At the end of the study, with 75 patients in the control arm and 75 in treatment arm, we see that the posterior distributions for the response rates are centered around 0.07 and 0.29 in control and treatment arms, respectively. The posterior probability that the response rate in the treatment arm is greater than that in the control arm exceeds a pre-defined (e.g., 97.5%) probability threshold and the study is deemed successful. Should data from more patients be collected, we would get narrower credible intervals for the response rates.
This example illustrates the sequential learning mechanism that the Bayesian framework offers—today’s posterior becomes tomorrow’s prior. A Bayesian sequential approach can be applied to early phase trials as well as confirmatory trials.
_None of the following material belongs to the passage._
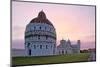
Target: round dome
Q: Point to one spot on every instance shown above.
(41, 19)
For example, a sequential design referred to as a Goldilocks design [18] has been used in pivotal medical device trials. Examples of Bayesian adaptive design features are discussed in the article “Bayesian Methods in Human Drugs and Biological Products Development in CDER and CBER” that is part of this special section on Bayesian clinical trials [19].
Introduction to Predictive Power for Interim Decision-Making
The concepts of interim analysis and adaptive trial design are not new and have been widely used in the frequentist framework [17]. To leverage the sequential learning and decision-making nature of the Bayesian paradigm, we need a framework to enable interim decision-making. In the previous section, we described how a posterior distribution can be used to form criteria for trial success. In this section, we will introduce predictive probabilities and discuss how they can help inform interim decision-making.
Bayesian methods can help to improve interim decision-making in the context of a development program or a single trial [20–22], for example, dose selection, population enrichment, and early stopping for futility or efficacy. Bayesian computation may allow better use of interim data and provide more adaptive options at the interim analysis (IA). For example, the calculation of predictive probability can include partial follow-up times of patients who have been enrolled but have not yet experienced an event of interest or completed the follow-up period. In this case, efficacy stopping based on predictive probability is consistent with a decision-making process that if existing (interim) data demonstrate superiority at IA, and the superiority will likely be maintained after the remaining data are collected, a trial may be stopped early [20]. Importantly, Bayesian IA methods do not require the trial to be fully Bayesian and can be applied to trials designed with a frequentist final analysis.
Predictive probability of success is defined as the chance of success for a trial at the final analysis based on interim data. It can provide clinically meaningful interpretations to inform interim decisions. IA questions in principle represent prediction problems [20]. In most studies, an IA would be planned when the data accumulated at the IA are still insufficient to make a conclusion. However, the goal of IA is not to draw a conclusion but to answer questions about whether this trial is likely to reach a definitive conclusion at the end of the trial. Such prediction questions are better addressed by predictive probabilities than by p-values or even by posterior probabilities.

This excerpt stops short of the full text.